しかし、短期決戦を挑むには兵力の差という問題がある。
ダームガルスがジルブラドと連合する可能性を真面目に考えなかったのが悪い、と私は思った。
ウベルギラスが戦勝する流れだった前年10~12月であれば、ジルブラドは我が王国との盟約を歓迎したはずだ。
それなのに、将校たちがまだ勝利してもいない戦争の取り分を気にしたせいで、ジルブラドにダームガルスとの結託を許す結果となり、我が軍は窮地に立たされている。
「あくまで選択肢のひとつの話ですが、ダームガルスと講和を結ぶことを検討してもよろしいのではないでしょうか」
ラースガード伯爵がクロッカス将軍と将校たちに言った。
「いくらダームガルス王室が形勢逆転の雰囲気を演出しているにしても、『ケミアンの戦い』以来勝利がないダームガルス将兵の間には、根強く敗戦への恐怖があると聞きます。
また、状況から見て、我が軍と同様にダームガルス軍もまた、軽々しく仕掛けるのは得策ではないと考えているものと思われます。
同盟を結んだとはいえ、ダームガルスにはジルブラドへの不信感もあることですから、このタイミングでの講和に旨みを感じるはずです。

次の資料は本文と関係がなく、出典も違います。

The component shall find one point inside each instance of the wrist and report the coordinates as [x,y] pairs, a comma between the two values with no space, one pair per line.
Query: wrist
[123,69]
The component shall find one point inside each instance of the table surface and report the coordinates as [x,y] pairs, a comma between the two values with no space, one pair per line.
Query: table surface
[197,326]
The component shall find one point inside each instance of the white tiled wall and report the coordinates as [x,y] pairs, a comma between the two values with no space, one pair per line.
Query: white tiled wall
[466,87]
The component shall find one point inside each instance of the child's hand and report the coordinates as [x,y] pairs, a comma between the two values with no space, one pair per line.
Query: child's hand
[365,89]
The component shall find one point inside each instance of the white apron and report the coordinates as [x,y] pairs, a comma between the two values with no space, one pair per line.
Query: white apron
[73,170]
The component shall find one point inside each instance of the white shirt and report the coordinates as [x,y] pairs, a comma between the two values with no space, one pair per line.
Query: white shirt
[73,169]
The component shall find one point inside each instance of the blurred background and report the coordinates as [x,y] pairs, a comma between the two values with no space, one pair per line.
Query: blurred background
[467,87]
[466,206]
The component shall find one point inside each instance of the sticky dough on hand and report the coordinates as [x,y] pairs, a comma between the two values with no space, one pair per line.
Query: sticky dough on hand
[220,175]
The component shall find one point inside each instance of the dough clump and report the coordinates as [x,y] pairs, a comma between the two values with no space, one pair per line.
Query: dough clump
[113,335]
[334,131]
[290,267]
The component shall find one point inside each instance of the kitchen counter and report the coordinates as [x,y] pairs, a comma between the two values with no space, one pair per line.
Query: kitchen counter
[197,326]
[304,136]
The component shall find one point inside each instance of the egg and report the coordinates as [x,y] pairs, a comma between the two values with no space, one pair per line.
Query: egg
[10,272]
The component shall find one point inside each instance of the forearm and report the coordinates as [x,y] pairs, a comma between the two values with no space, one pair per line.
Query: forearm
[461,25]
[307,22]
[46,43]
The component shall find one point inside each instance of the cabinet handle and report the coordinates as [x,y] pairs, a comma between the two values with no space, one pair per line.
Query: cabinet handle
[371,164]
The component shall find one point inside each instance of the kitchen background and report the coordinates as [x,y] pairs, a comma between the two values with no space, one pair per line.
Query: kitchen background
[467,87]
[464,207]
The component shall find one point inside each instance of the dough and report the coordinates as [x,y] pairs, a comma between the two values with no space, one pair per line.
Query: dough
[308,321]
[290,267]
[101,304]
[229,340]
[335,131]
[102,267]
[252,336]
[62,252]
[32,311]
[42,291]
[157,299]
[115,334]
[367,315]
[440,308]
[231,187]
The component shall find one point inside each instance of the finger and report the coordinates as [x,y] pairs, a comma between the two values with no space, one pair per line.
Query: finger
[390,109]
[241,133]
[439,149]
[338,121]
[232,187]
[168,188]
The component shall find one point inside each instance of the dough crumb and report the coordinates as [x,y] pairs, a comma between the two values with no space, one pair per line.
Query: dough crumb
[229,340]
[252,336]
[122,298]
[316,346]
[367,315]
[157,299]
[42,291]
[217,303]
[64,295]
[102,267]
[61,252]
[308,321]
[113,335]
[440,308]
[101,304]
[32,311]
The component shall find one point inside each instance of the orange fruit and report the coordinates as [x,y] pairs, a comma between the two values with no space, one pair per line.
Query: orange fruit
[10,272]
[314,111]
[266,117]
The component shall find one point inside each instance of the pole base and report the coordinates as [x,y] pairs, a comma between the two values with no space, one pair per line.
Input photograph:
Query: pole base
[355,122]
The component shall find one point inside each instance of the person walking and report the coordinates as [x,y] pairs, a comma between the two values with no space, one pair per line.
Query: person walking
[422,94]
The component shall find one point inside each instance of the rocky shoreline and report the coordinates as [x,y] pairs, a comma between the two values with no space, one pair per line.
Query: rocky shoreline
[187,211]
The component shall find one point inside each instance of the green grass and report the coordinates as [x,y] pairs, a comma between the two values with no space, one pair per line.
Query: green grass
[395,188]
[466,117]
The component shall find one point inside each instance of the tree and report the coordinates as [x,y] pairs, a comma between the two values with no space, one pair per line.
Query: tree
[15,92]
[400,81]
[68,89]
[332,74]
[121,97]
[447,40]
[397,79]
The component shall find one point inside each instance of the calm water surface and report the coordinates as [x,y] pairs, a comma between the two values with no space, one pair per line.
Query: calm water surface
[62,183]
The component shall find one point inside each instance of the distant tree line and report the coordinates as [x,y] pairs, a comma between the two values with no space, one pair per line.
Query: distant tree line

加えて、この和平交渉は、教会が我が軍への支援を決めるまでの時間稼ぎにもなります」
「たしかに一理ありますが、ラースガード卿」
ガルモンド侯爵が言った。
「和平交渉は我が軍だけでなく敵軍にも時間を与えることになります。
我々は今、敵地にいます。
ダームガルスが勢いづいているこの状況で、ランドン、カロス、ポラリスのどこかで反乱が起これば、我々は帝都を前に補給路を断たれて包囲されるおそれがあります。
打って出るにしても講和するにしても、隙を与えないよう迅速に動く必要があります」
「ランドン、カロス、ポラリスの親ダームガルス派については、我々がひと冬かけて排除してきましたので、これらの地で反乱が起こる可能性は低いと愚考しておりましたが、侯爵閣下がそうおっしゃるのであれば……」
一矢報いようとする辺り、ラースガード伯爵は見かけによらず頑固だな、と私は思った。
「おそれながら申し上げます」
間髪入れずに挙手してクロッカス将軍に指名されたマイクロフトが口を開いた。